Although the R squared value doesn’t improve compared to the last model, or the fitting quality doesn’t improve, it can still be shown that the coefficients are all significant, except the intercept term still. The 2nd cv trial turns out to be the best performer, so I still extract the coefficient from the trial.

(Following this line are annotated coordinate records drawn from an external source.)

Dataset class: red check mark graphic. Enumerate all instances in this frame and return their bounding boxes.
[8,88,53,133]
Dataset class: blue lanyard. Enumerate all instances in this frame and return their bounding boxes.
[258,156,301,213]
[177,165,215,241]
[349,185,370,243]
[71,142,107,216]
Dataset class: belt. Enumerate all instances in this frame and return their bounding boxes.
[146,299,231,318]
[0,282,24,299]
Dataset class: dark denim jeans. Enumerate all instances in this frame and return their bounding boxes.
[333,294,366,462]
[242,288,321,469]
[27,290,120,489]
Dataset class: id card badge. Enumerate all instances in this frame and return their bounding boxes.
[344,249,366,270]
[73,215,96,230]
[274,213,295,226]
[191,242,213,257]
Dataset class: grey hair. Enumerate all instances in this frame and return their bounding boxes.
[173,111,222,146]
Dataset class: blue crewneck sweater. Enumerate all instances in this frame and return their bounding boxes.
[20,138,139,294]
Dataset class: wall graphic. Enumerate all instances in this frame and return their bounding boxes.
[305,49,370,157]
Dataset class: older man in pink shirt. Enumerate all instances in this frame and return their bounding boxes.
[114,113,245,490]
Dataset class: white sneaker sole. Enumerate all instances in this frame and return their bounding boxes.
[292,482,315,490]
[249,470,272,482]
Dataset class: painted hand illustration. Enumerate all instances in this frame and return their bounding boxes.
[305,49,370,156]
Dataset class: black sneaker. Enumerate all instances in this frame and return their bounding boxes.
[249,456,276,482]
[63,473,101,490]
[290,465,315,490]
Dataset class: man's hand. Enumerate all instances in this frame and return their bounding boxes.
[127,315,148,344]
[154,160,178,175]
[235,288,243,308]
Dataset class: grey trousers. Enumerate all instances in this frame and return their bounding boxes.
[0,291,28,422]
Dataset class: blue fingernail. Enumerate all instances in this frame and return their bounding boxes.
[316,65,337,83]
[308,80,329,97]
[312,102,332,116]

Same as before, I predict the crime with this new regression model

finalpred = 0
colsum = 0

for (i in 1:3){
  for (j in 1:15){
    a = lmcoeff2[i+1]* loadings[,-c(3:4)][j,i] * (input[j] - columnmeans[j])/columnsd[j]
    colsum = colsum + a
  }
  finalpred = finalpred + colsum
}

finalpred2 = finalpred + lmcoeff2[1]

finalpredict2 = finalpred*columnsd[16] + columnmeans[16]

print(finalpredict2)

##      PC1 
## 1752.131

This time, the crime value is almost 1980. This value is still within our data range, although it is very close to the upper bound. This value is much higher than the last prediction. However, for the pca method, it proves that it’s still a valid approach to deal with high dimensional data, and return a data matrix that still retains good amount of information for doing linear regression.